1.  Summary of significant accounting policies
Alfa Financial Software Holdings PLC is a public company limited by shares and is incorporated and domiciled in England. These financial 

statements are the separate financial statements for the Company. 

The registered office is Moor Place, 1 Fore Street Avenue, London, EC2Y 9DT, United Kingdom. The registered no. of Alfa is 10713517.

The principal activity of the Company is as a holding company. 

1.1  Statement of compliance and basis of preparation
The financial statements of Alfa Financial Software Holdings PLC have been prepared in compliance with Financial Reporting Standard 102, 

the Financial Reporting Standard applicable in the United Kingdom and the Republic of Ireland (FRS 102) and the Companies Act 2006. 

The principal accounting policies applied in the preparation of these financial statements are set out in note 1 to the consolidated financial 

statements. These policies have been consistently applied to the years presented, unless otherwise stated.

These financial statements have been prepared on a going concern basis, under the historical cost convention. The Directors have used 

the going concern principle on the basis that the current profitable financial projections of the Company and its subsidiaries indicate they 

will continue in operation for the foreseeable future. As described in note 1.1 to the consolidated financial statements, this assessment 

includes downside stress testing in line with FRC guidance. 

The Company financial statements have been prepared in pounds sterling which is the functional and presentational currency of the 

Company and have been presented in £m. 

As permitted by FRS 102 the Company has taken advantage of the disclosure exemptions available under that standard in relation to 

financial instruments, presentation of a Cash Flow Statement, share-based payments, the aggregate remuneration of key management 

personnel and related party transactions with other wholly-owned members of the Group.

This company meets the definition of a qualifying entity under FRS 102. Where required, equivalent disclosures are given in the Group 

accounts of Alfa Financial Software Holdings PLC.

The Company exercises control over the employee benefit trust because it is exposed to, and has a right to, variable returns from this trust 

and is able to use its power over the trust to affect those returns. Therefore the trust is consolidated by the Company. 

Investments in subsidiaries

1.2 
Subsidiaries are all entities over which the Company has control. The Company controls an entity when the Company is exposed to, or has 

rights to, variable returns from its involvement with the entity and has the ability to affect those returns through its power over the entity. 

Unless otherwise stated, subsidiaries have share capital consisting solely of ordinary shares, and the proportion of ownership interests held 

equals the voting rights held by the Company. The country of incorporation or registration is also each subsidiary’s principal place of business.
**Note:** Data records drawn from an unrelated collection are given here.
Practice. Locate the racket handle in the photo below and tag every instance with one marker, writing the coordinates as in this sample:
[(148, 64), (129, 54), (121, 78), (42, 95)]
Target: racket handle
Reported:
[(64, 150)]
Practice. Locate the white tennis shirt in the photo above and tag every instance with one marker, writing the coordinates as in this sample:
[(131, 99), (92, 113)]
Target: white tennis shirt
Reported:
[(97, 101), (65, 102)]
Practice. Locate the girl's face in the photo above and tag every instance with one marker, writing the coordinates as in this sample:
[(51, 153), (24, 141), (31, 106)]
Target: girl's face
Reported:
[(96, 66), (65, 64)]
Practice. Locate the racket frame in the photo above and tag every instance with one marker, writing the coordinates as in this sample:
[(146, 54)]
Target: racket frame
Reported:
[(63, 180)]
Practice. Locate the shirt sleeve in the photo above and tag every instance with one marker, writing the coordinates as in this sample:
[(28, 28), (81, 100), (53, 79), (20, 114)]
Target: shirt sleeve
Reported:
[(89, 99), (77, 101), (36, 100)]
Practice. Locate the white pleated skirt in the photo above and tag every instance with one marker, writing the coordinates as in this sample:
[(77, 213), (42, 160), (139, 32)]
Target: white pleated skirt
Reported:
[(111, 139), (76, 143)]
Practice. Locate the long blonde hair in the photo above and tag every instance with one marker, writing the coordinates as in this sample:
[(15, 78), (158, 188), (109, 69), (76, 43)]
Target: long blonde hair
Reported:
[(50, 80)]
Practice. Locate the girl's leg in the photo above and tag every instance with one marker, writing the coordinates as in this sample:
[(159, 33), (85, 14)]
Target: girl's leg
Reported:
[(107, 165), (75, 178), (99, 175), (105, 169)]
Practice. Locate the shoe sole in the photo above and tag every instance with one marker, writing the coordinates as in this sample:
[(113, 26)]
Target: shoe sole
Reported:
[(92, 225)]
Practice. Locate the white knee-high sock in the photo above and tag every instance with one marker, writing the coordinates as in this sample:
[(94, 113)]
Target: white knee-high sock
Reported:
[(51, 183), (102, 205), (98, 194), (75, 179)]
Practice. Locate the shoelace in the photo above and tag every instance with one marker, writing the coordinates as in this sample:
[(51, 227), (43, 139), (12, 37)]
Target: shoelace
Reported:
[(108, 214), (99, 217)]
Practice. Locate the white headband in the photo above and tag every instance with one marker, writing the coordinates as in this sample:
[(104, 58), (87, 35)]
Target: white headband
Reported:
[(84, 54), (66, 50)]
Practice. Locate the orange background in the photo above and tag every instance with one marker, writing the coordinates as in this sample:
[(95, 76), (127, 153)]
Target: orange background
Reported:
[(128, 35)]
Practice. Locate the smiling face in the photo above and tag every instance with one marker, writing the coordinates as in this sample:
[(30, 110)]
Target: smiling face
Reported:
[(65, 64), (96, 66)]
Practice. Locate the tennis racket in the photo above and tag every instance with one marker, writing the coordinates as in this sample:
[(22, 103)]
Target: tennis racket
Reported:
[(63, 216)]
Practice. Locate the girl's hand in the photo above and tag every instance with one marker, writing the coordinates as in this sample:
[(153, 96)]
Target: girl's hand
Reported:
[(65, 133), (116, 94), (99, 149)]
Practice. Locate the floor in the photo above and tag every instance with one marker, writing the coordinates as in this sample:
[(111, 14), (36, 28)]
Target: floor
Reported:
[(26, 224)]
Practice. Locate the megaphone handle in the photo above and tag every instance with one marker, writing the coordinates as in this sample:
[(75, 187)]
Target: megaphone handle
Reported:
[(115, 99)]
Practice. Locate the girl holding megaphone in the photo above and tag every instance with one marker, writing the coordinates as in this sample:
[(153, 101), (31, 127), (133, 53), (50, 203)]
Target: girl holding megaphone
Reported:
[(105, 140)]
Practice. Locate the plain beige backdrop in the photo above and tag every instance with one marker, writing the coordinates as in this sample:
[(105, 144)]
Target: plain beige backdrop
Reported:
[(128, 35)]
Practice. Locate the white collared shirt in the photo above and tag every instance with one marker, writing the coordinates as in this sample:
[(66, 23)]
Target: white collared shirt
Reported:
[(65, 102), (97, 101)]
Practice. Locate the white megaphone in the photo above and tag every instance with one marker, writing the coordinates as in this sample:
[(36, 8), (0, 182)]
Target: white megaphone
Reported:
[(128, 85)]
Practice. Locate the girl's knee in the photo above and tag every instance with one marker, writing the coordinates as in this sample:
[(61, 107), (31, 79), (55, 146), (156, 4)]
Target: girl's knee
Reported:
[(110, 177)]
Investments in subsidiary undertakings are stated at cost, including those costs associated with the acquisitions, less provision for 

any impairment in value. Where events or changes in circumstances, including an adverse movement in the share price, indicate that 

the carrying amount of an investment may not be recoverable, an impairment review is performed. An impairment write-down is 

recognised to the extent that the carrying amount of the asset exceeds the higher of the fair value less cost to sell and value in use.

Any subsidiary undertakings sold or acquired during the year are included up to, or from, the dates of change of control. Where control of 

a subsidiary is lost it is recognised in the profit or loss.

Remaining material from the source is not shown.